Bukankah terdapat fakta yang membuktikan bahwa rakyat suatu daerah seperti Solo sdh memberi amanat kepadanya utk menjadi kepala daerah tetapi ditinggalkan dengan tujuan menjadi gubernur jakarta. Dan begitu pula rakyat jakarta dengan segala harapan sesuai janji (janji kampanyenya maupun visi misi calon gubernurnya) lalu memilihnya untuk jadi kepala daerah khusus ibukota, yg berarti memberikan amanat besar pula padanya. Ini adalah fakta konkret. Lalu dengan seenaknya dia meninggalkan gelanggang janji, meninggalkan medan pengabdian sejati untuk negeri yg menjadi kewajiban jabatan yg jelas bentuknya sebagai amanat yg harus dilaksanakan untuk diselesaikan. Hanya dengan alasan patuh dan tunduk pada perintah dan tugas organisasi untuk maju sbg calon presiden, dan ditambah alasan membenahi jakarta harus memerlukan jabatan yg lebih tinggi (presiden), yang berarti sama saja mengatakan bahwa presiden yg ada selama ini tidak bisa dan mampu membenahi ruwetnya jakarta dan hanya dialah yg mampu membenahi jakarta dengan jadi kepala negara. Amanat kecil saja mudah dikangkangi hanya karena perintah satu organisasi Bagaimana kalau amanat rakyat Indonesia berada dipundaknya. Yakinkan kami bahwa negeri ini akan sejahtera di atas pundaknya. Atau hanya kartu-kartu mati dengan label kartu sehat dan pintar yg berhasil menghipnotis rakyat jakarta juga menjadi cara kampanye untuk menjadi barang dagangan politik Indonesia. Sikap khianat terhadap amanat dan ingkar janji jelas bukan sifat manusia yg baik dan benar. Tentu itu bukan pula sikap seorang pemimpin yang mulia apalagi menjadi yang di AGUNG kan. Dan mengagungkan org spt itu tentu membuat dia lupa diri dan takabur, sama lupanya terhadap peran dan pengorbanan orang lain atas keberhasilannya mengalahkan si kumis.

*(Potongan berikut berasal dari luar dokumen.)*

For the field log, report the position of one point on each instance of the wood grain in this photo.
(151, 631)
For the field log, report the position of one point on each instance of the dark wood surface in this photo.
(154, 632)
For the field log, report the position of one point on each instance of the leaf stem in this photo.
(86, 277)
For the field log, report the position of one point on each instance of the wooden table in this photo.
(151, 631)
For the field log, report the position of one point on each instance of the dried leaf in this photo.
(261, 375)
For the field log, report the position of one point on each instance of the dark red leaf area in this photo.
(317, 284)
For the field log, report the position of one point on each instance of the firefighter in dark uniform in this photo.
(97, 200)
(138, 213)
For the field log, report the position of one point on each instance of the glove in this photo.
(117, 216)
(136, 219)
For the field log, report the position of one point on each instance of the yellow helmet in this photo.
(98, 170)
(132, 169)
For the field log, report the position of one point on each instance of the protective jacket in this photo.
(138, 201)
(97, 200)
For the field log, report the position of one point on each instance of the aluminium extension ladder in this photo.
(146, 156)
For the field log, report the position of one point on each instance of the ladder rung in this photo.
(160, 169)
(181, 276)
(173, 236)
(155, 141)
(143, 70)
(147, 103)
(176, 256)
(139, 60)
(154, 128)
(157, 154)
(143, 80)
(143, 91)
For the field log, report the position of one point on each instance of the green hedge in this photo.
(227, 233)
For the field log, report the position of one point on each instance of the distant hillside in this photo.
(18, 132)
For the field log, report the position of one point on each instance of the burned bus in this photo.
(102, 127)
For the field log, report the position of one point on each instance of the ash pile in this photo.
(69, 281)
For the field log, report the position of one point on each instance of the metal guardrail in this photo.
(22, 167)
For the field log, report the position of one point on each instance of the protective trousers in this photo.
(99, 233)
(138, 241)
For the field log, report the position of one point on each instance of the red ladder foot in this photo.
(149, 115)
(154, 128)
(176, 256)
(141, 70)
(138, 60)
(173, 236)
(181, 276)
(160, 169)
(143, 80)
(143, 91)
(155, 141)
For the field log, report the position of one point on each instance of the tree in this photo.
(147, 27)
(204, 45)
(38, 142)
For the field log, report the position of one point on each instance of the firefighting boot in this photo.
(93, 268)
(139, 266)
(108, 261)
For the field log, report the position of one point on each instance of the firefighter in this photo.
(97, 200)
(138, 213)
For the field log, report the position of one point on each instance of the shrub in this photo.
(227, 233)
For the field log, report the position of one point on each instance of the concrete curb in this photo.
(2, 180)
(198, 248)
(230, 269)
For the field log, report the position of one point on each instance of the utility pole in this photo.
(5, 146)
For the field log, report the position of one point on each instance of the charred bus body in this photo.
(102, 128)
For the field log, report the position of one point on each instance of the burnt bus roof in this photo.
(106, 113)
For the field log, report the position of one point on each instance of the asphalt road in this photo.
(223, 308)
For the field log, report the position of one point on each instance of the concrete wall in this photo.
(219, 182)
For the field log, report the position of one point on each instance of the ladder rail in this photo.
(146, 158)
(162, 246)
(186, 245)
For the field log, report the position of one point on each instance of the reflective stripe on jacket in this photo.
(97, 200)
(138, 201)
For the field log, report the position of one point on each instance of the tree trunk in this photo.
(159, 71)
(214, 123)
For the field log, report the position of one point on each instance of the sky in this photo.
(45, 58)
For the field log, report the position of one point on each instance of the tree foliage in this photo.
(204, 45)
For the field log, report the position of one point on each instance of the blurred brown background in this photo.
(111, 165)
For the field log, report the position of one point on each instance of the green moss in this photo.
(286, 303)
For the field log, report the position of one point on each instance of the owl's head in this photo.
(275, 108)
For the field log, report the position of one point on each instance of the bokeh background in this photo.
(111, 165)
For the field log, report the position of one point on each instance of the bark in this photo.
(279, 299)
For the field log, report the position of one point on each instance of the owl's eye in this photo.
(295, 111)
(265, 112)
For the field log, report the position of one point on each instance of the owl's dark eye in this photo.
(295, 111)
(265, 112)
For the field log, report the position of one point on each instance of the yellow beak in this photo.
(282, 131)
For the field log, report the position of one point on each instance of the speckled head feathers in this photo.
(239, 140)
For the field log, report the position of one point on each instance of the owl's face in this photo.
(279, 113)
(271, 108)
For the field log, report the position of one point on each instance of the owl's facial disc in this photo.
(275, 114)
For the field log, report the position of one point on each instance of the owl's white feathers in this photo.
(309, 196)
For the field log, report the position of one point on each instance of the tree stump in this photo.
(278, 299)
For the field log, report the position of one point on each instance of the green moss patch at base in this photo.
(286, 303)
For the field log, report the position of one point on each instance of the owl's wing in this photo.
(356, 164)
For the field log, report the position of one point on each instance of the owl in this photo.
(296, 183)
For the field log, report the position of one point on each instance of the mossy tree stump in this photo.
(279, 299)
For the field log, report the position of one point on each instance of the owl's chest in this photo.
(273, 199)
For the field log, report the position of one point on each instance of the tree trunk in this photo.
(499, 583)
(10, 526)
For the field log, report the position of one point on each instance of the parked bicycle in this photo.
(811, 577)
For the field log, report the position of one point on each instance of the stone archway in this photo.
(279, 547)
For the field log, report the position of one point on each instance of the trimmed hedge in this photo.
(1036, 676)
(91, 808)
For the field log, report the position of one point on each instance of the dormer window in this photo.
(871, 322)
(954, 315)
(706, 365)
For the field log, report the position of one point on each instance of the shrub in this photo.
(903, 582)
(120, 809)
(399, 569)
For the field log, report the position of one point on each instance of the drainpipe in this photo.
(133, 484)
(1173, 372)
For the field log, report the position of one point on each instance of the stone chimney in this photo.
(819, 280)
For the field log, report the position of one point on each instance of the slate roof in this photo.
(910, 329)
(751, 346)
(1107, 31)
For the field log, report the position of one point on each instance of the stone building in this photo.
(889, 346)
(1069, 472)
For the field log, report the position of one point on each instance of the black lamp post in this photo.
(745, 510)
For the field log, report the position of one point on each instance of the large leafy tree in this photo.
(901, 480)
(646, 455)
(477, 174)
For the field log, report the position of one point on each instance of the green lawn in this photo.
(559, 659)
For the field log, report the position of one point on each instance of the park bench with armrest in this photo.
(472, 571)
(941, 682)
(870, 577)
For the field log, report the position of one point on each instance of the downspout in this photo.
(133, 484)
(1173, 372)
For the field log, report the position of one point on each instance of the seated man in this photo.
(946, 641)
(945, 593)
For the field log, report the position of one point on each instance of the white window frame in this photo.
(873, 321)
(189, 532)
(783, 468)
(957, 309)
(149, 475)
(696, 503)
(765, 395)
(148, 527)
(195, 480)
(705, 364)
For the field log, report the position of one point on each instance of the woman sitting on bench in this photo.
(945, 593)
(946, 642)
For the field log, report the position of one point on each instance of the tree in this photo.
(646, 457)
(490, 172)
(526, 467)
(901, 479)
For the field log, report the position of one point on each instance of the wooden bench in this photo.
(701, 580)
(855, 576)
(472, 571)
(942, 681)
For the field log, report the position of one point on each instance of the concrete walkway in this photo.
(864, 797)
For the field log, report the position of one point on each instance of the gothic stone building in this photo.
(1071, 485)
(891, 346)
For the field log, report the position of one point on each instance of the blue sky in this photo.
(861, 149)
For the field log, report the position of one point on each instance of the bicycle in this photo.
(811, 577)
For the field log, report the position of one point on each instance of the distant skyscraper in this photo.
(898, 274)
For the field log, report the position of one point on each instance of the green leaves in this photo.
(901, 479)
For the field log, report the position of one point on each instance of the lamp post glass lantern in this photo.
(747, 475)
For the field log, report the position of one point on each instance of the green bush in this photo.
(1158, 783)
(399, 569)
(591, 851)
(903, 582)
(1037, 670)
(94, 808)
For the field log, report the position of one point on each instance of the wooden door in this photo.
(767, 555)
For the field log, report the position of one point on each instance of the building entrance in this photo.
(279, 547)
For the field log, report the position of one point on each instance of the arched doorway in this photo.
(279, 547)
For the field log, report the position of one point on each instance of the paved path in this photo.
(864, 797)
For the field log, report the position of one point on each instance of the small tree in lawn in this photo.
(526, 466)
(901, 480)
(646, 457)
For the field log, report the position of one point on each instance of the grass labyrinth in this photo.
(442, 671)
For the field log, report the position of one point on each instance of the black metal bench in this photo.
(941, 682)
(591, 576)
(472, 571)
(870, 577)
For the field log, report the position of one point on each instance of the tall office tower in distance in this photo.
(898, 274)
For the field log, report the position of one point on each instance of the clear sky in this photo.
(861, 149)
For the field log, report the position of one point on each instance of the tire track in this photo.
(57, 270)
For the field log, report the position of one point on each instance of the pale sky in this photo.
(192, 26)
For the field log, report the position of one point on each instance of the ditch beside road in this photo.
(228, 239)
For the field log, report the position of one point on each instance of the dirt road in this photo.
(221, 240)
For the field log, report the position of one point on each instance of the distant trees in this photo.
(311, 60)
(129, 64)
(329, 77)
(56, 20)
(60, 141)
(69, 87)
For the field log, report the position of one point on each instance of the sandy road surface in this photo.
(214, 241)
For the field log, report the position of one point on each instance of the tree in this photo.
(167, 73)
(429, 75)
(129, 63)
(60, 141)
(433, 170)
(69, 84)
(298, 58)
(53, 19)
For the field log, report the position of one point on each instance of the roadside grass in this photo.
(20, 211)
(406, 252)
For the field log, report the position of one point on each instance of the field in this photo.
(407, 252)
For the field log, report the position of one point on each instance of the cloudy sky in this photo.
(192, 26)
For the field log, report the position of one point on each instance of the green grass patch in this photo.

Apakah orang spt itu layak dipilih sbg pemimpin. Jangankan seorang pemimpin, seorang manusia biasa saja harus memenuhi janjinya, menunaikan amanat yg dipercayakan kepadanya, jujur dan bersikap satunya kata dengan perbuatan.
Sebagai orang yang beragama, maka sangat wajar bila patokan kita dalam menentukan seorang pemimpin itu tidak terlepas dari garis-garis yg sudah ditentukan agama.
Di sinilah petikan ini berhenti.